|Name:||Concord of Serpents|
The Concord of Serpents is a Legacy that deals primary with strengthening a person by opposing them. They reward struggle in the face of tribulation, chiseling a better, more resolute self out of stark refusal to bow before the slings and arrows of the Fallen World.
The purpose of Pandemonium is to serve as a crucible, enabling the Warlock to cleanse herself of frailty through the endless ordeal of her brutal and unforgiving Path. By definition, this process requires opposition. In the absence of a tormentor, the willworker can fall victim to complacency and so fail to perfect herself through the ordeal of sublime agonies. It is not enough, however, merely to suffer through one's own demons; one must also share these hardships with others, lest they be denied the opportunities for self-mastery that only a Mastigos truly understands. This difficulty, however, is the very pillar upon which the Concord of Serpents stands, for the challenge is not to be upright for the sake of uprightness; but, rather, to empower and exalt the self, as is the way of the Iron Gauntlet.
Making manifest within the Fallen World the castigating way of Pandemonium, the self-proclaimed "Adversaries" encourage others to perfect their nobler selves through the acceptance of tribulation.
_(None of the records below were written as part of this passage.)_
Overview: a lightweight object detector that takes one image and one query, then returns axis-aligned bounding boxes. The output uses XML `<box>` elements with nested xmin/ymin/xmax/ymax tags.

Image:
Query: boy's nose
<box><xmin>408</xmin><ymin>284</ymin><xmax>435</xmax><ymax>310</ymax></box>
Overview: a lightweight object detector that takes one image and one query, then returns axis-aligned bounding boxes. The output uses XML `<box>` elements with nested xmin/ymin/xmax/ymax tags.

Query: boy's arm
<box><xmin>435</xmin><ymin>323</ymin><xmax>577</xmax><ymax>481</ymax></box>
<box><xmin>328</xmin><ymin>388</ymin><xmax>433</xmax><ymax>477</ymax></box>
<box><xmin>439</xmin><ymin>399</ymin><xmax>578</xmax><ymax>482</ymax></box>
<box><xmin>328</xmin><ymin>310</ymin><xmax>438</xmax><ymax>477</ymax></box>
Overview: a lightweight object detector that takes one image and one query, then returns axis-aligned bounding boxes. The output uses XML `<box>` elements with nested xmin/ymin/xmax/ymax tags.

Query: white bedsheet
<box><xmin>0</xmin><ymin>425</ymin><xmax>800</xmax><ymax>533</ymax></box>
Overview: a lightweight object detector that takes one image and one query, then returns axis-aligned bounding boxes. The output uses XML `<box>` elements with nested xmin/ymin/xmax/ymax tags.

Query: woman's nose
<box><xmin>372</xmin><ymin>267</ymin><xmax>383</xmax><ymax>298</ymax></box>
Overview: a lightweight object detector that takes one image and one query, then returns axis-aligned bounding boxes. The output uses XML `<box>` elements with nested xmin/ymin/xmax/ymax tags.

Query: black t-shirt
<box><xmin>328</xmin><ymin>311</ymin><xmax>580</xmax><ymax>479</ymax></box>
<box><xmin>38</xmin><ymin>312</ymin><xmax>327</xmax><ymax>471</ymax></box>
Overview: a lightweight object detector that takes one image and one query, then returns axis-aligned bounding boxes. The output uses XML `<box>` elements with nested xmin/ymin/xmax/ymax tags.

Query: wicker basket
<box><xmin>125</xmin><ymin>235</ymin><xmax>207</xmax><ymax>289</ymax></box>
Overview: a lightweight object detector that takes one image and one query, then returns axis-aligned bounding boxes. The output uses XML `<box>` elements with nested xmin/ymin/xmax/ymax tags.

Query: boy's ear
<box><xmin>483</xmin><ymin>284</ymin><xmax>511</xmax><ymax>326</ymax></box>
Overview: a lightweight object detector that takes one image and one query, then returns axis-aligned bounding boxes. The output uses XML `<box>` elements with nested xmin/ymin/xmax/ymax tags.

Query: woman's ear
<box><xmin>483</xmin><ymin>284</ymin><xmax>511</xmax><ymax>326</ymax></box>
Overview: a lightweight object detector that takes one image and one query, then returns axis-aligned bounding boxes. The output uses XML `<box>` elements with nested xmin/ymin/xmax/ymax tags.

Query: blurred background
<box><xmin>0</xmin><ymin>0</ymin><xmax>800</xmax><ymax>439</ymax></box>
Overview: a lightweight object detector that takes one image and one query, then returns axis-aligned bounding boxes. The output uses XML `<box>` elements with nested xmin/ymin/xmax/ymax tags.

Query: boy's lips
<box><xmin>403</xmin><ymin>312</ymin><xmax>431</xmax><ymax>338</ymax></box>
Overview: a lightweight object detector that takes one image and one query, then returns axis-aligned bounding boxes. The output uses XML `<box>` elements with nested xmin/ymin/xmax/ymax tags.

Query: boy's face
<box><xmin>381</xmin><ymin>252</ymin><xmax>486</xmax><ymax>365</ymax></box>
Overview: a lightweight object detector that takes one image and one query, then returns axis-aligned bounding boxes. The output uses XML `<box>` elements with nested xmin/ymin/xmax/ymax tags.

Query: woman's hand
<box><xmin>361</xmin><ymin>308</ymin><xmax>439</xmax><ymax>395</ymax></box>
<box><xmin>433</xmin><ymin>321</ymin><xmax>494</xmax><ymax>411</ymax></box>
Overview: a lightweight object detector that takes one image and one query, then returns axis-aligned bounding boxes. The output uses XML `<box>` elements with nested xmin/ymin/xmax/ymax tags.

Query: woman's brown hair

Like devils of old, they afflict those around them with the chance to be better, stronger people; to the Adversaries' thinking, the highest form of philanthropy. It is a simple thing to be good and to do right when no incentive exists to take the easy, wicked, or otherwise morally expedient road. More difficult, by far, is the path of righteousness opposed. The Serpent whispers temptations and strikes at the heels of those who would reach toward grace. The worthy deny these seductive promises and steel themselves against the searing kiss of the Serpent's venom, while the unworthy are destroyed, whether literally or metaphorically. Some Adversaries cleave to the way of the contrary, demonstrating the value of goodness through a caricature of sin, while others are more akin to merciless drill sergeants of morality and ethics. All, however, understand that virtue is not an end, but instead merely a means to an end. For, in the Fallen World, the downhill path is one of cruelty, pettiness, greed, and satiation; it is easily walked and erodes the inner potential of the one who treads it. To deny the animal self -- the basest longings of the human spirit -- is to swim against the current of spiritual indolence, and that is an accomplishment grand and glorious unto itself.